La pêche tue les dauphins

MASSACRE DE DAUPHINS SUR LES CÔTES FRANÇAISES : L’ETAT FRANÇAIS, SPECTATEUR PASSIF

Le dauphin commun est une espèce protégée présente sur nos côtes, aujourd’hui gravement menacée. Chaque année, ils sont des milliers à mourir en mer à cause de la pêche dans le golfe de Gascogne. En ce début d’année, on compte déjà 300 échouages de petits cétacés morts sur la façade Atlantique, dont 80 % de dauphins communs. France Nature Environnement et ses associations s’alarment de la passivité de l’Etat français face à ce fléau et demande au gouvernement de prendre les mesures nécessaires pour stopper ce massacre.

Un nombre d’échouages de dauphins très inquiétant

Le dauphin commun représente la majorité des victimes de la pêche au chalut pélagique qui se pratique à cette époque au large des côtes françaises. Pendant l’hiver 2017, environ 4 000 dauphins communs sont morts en mer à cause de la pêche dans le golfe de Gascogne, dont 800 échoués. Selon l’Observatoire Pelagis-CNRS, 90% des dauphins échoués portaient des marques de pêche, traces de filets, trous de gaffes et mutilations pour sortir les dauphins des filets où ils ont été emprisonnés.

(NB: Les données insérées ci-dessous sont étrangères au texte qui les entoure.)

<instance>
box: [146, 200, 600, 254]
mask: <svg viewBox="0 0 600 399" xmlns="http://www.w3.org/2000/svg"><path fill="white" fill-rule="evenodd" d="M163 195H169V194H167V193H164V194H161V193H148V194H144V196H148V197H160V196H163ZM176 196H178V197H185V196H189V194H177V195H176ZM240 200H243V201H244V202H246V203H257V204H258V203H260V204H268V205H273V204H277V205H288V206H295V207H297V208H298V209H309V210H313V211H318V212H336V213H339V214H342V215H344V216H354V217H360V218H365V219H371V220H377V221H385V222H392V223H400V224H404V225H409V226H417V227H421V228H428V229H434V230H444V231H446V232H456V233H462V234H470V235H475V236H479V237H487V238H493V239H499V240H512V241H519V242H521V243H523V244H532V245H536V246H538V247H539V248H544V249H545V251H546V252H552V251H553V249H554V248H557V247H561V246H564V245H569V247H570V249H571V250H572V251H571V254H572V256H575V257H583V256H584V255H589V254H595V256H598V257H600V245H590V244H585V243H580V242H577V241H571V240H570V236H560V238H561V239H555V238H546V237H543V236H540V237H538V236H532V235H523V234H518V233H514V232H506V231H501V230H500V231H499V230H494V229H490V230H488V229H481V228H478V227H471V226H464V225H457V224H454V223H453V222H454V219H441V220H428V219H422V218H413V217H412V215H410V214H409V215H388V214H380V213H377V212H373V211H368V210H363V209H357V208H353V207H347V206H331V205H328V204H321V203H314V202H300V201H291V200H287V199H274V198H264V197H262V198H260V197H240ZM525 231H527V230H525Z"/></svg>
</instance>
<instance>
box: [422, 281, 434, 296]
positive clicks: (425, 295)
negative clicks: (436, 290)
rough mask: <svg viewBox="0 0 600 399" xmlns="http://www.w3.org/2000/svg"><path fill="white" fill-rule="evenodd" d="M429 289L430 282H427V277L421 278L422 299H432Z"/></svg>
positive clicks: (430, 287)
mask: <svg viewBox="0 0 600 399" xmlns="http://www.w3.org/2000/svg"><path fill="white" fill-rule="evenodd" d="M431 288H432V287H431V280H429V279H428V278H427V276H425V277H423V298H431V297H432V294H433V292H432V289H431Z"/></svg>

Seule une partie des dauphins morts en mer s’échoue sur les côtes : 80% d’entre eux coulent et se décomposent en mer[1]. Le nombre total de dauphins tués est donc sûrement sous-estimé. Toute la façade atlantique française est touchée par ce désastre, une nouvelle fois en 2018. Le niveau d’échouage de ce début d’année, 300 petits cétacés, est déjà très élevé.
Certaines techniques de pêche responsables de ce massacre

La capture dans un engin de pêche est la principale cause de mortalité observée chez les dauphins communs échoués depuis le début des années 1990. Inhérente aux techniques de pêche au chalut pélagique en bœuf[2], on ne peut plus la qualifier d’« accidentelle ».

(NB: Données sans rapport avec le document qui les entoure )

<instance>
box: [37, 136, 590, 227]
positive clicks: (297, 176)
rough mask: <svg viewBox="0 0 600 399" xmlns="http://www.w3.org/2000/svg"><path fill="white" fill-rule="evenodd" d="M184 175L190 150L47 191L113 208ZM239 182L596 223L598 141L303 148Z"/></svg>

« L’ampleur de cette mortalité des dauphins due aux captures dans des engins de pêche est extrêmement inquiétante. Il dépasse le seuil de 1,7% de mortalité d’une population d’environ 180 000 dauphins communs[3] vivant près du talus continental, engageant à terme la disparition de cette population. La responsabilité principale revient aux chalutiers pélagiques utilisant des filets traînés par un ou deux bateaux. Ils remontent à la surface les bars mais aussi des dauphins qui chassent les petites espèces de poissons dont se nourrissent les bars. Cette pêche intervient de plus sur des zones de reproduction du bar, un non-sens écologique », explique Denez L’Hostis, Président d’honneur de France Nature Environnement.

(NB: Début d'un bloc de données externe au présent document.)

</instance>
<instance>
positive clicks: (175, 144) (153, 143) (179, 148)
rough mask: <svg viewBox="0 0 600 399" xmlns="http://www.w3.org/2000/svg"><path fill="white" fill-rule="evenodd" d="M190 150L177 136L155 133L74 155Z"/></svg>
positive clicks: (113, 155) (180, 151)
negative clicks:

France Nature Environnement et l’ensemble des membres de ses associations du golfe de Gascogne, du Finistère au Pays basque, sont fortement mobilisés et informent d’actions prochaines dans les jours et semaines à venir.

Le Ministère de la Transition Ecologique et Solidaire et le Ministère de l’Agriculture et de l’Alimentation ont constitué en 2017 – donc très récemment malgré la répétition des événements depuis plus de 20 ans – un groupe de travail sur les mammifères marins. Si les pouvoirs publics et les professionnels de la pêche y sont largement représentés, la société civile en est la grande absente.
France Nature Environnement demande à en faire partie, en tant qu’ONG de protection de l’environnement.

France Nature Environnement demande également :

– L’interdiction de la pêche au chalut en bœuf et au chalut pélagique au moment de la reproduction du bar.

– De prendre les mesures juridiques et de contrôle en mer nécessaires pour faire respecter le règlement européen 812/2004. L’article 6 stipule que les Etats membres doivent adresser chaque année à la Commission Européenne un rapport annuel complet sur la mortalité des cétacés dont les dauphins, ce que la France ne fait pas. France Nature Environnement envisage la saisie des autorités communautaires pour non-respect des règlements européens.

– La mise en place d’un vrai programme de recherche sur l’utilisation de systèmes d’effarouchement pour la pêche pélagique, qui permettraient de diminuer la mortalité en éloignant les cétacés des engins de pêche. Il faut également que l’efficacité des systèmes d’effarouchement acoustique (Pingers) pour la pêche pélagique soit évaluée régulièrement en renforçant la présence de cétologues à bord des bateaux.